We seem to be hitting another phase where people we know are having babies. Lots of babies. Two of Tom's coworkers either just had or are about to have babies, both of them girls, so I have two finished objects to show you.
This one is a little short-sleeved jacket from a Sirdar booklet.
The yarn is Paton's Silk/Bamboo, and while it is lusciously silky and has a great shine, and is a nice luxurious yarn for a baby gift, I'm not sure I'd use it again for a pattern with lots of garter stitch. The pattern was written for a yarn that also prominently contained bamboo, but I think the lack of elasticity in the yarn I used made for every teeny inconsistency in my knitting showing up in the garter stitch edgings. (Yep, I did block it, too.)
Sometimes I get in the mood where I just want to follow directions for a pattern rather than figuring it out myself. Even then, I sometimes find myself second-guessing the way it's written. This pattern was written so that you cast on a bunch of stitches for the front left, and then put some of them on a holder after the first row, and knit up the stockinette portion of the front first. Then you go back and put the 10 or 12 stitches from the holder onto a slightly smaller needle and knit the garter stitch edging separately.
I came really close to bagging this and knitting it all together, just doing the first 10 or 12 stitches in garter stitch and switching to st st for the rest of the row, but then I thought "Hey, don't be a know-it-all. Maybe there's some reason not apparent to you now for why they do it this way."
There wasn't. When it came time for the finishing, I had to seam the garter stitch edging that runs up the front to the front, which irked the shite out of me. I tried to figure out what possessed the designer to do it this way, and the only thing I could think of was that s/he really, really wanted to use a smaller needle size for the garter stitch edging than for the stockinette portion. Feh. If I did this again, I'd knit it all in one piece. And I'd use a yarn with enough wool in it that the elasticity made up for the switch between garter and stockinette.
Lesson learned: It doesn't always pay to be humble.
The second jacket was a much more satisfying knit.

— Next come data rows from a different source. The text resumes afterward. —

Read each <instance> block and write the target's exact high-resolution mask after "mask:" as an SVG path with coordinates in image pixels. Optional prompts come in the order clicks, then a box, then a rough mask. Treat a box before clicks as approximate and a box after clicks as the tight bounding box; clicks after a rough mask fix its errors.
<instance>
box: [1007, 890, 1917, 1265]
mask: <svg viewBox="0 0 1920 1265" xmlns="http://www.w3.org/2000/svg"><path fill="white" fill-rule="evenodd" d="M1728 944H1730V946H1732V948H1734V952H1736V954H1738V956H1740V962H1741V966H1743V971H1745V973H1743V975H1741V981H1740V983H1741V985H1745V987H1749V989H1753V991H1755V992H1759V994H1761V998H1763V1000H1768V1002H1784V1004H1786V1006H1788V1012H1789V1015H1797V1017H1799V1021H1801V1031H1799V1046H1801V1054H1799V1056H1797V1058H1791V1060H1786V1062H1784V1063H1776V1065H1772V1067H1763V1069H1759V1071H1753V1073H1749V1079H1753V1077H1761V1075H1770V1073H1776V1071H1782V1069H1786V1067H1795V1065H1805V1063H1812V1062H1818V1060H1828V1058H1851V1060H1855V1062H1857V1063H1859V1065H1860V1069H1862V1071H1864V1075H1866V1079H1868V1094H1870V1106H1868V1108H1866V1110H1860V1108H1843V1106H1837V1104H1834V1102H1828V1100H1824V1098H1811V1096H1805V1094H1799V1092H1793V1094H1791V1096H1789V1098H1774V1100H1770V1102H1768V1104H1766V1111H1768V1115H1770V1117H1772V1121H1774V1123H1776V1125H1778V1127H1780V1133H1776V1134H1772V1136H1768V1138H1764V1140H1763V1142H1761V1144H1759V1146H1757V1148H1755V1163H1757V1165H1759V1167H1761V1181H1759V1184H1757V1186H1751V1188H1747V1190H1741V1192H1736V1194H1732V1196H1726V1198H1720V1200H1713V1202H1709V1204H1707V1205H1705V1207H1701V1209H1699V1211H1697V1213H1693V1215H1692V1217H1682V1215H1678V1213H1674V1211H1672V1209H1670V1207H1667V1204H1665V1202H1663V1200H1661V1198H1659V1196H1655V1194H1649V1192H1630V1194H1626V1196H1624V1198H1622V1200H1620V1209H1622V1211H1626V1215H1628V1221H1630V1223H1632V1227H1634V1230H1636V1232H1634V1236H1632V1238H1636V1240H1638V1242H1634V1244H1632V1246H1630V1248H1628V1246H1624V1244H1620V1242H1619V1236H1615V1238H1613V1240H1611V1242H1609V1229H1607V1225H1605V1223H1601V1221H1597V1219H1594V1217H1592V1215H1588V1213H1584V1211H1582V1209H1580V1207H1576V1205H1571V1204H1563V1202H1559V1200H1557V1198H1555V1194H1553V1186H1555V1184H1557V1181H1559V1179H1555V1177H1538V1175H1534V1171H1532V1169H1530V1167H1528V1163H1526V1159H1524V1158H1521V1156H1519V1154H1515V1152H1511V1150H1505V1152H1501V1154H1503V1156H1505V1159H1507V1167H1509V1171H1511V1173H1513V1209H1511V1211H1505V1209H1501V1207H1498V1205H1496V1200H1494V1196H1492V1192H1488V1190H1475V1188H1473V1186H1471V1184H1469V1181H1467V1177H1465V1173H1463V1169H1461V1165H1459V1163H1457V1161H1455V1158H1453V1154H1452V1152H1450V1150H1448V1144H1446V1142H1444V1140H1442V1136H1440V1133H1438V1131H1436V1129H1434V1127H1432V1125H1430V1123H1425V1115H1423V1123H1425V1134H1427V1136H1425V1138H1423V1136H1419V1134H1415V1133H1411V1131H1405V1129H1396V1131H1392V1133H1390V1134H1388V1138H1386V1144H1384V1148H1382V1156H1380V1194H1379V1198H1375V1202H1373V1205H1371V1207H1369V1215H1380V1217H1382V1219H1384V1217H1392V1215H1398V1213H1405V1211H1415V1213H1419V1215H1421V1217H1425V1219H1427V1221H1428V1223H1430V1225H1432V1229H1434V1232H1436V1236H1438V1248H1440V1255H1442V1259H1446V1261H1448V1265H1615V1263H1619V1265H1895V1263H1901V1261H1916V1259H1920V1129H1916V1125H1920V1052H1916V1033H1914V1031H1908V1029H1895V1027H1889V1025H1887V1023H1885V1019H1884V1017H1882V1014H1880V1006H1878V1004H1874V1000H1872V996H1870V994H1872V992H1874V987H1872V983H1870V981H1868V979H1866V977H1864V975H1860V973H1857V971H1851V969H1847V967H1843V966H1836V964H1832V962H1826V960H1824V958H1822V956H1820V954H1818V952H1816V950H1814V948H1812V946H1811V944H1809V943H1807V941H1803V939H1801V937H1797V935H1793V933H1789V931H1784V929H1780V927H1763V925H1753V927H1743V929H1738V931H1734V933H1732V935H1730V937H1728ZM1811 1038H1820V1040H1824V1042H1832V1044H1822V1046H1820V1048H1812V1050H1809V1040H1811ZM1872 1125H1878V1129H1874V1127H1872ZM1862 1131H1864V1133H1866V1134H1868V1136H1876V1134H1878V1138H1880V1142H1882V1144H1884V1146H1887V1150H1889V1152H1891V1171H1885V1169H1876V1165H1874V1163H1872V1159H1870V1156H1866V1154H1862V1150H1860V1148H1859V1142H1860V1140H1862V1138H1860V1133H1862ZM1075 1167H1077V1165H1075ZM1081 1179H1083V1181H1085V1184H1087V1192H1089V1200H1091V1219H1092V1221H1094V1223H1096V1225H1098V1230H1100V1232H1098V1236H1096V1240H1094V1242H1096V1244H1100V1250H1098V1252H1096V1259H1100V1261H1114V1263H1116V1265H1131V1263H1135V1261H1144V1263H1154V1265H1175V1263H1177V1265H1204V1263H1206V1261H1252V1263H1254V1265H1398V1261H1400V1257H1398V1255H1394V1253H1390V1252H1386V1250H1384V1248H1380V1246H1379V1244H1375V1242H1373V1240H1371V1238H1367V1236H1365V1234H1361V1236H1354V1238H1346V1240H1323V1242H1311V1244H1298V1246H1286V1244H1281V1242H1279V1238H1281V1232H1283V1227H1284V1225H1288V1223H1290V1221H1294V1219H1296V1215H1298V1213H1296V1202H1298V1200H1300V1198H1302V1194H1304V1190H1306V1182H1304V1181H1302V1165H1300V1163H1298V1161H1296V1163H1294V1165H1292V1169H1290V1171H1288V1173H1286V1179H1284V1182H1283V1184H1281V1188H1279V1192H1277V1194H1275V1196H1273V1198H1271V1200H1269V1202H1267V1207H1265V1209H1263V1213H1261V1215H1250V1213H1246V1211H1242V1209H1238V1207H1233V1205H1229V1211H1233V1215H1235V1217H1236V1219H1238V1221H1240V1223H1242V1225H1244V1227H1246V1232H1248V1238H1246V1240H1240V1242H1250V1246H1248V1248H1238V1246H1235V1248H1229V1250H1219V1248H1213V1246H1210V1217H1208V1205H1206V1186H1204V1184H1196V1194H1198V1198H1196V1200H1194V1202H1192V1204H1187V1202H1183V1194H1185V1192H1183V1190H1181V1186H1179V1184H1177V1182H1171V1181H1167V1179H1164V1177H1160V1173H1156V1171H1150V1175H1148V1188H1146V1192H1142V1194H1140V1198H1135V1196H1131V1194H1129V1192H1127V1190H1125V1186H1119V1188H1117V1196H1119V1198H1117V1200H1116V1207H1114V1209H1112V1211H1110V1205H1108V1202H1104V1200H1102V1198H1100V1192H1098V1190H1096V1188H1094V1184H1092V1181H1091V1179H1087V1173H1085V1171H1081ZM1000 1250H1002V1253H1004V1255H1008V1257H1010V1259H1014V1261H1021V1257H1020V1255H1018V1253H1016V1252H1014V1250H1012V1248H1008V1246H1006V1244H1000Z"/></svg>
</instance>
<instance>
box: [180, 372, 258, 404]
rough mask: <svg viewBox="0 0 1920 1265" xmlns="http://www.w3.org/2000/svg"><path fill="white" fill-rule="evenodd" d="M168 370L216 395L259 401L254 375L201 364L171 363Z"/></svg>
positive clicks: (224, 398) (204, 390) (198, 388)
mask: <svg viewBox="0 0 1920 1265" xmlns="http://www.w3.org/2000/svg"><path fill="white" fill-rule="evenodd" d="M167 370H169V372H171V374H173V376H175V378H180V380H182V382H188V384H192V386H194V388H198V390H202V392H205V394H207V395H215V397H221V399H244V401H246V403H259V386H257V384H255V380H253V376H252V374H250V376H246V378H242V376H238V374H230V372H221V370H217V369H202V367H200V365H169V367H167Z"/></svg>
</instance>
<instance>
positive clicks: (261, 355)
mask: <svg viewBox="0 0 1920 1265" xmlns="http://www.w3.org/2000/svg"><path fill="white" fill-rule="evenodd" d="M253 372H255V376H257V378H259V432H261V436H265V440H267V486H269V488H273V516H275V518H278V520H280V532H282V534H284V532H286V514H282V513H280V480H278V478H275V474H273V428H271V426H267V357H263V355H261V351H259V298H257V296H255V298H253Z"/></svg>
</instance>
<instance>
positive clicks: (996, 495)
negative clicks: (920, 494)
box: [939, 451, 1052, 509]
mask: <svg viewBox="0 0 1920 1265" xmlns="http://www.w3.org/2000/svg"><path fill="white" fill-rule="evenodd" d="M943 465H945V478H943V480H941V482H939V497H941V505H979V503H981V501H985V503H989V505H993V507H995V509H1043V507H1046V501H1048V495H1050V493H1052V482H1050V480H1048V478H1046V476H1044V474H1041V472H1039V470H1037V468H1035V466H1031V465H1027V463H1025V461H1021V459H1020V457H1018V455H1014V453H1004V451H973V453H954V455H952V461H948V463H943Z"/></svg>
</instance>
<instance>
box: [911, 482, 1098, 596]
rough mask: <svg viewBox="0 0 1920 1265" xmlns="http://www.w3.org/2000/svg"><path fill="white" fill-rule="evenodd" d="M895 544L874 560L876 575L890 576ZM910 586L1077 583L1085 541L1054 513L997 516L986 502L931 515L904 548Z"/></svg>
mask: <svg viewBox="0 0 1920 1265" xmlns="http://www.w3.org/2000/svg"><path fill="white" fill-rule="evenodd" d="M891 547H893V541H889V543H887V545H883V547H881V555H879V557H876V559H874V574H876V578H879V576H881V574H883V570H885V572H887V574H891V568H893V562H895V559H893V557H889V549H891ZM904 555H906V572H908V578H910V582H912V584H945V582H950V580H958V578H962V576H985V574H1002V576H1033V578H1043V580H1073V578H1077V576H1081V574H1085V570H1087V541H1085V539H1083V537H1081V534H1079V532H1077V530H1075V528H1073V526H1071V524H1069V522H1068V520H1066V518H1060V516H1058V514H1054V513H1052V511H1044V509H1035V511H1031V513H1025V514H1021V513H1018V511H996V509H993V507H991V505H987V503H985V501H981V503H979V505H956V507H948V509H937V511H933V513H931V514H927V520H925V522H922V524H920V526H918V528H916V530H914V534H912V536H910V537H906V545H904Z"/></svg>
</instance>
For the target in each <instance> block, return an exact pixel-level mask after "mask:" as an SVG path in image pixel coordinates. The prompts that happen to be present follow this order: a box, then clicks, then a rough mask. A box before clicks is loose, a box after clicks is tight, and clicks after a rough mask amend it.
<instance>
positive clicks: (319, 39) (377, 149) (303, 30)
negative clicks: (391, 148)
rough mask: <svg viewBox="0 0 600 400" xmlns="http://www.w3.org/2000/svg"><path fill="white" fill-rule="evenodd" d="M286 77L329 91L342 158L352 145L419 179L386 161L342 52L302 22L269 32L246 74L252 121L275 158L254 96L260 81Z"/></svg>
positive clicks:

Huge thanks to Liz K. for suggesting this pattern a long time ago as a quick and easy baby gift. It's from Last-Minute Knitted Gifts and has the virtue of being knit in the round. All you do is graft the underarm stitches together -- no seaming required. It's so easy that you don't even have to do buttonholes; you use little beads that will fit between the stitches on the placket as "buttons." (I'm not convinced the beads will really hold the placket closed but it doesn't matter given the style of the sweater.)
This one was knit in the old stand-by, Plymouth Encore, for wash-and-dry ease. A big thumbs-up to this pattern -- although make sure you find the errata for it, as there is a substantially-revised version of it that changes the way the raglan decreases are done.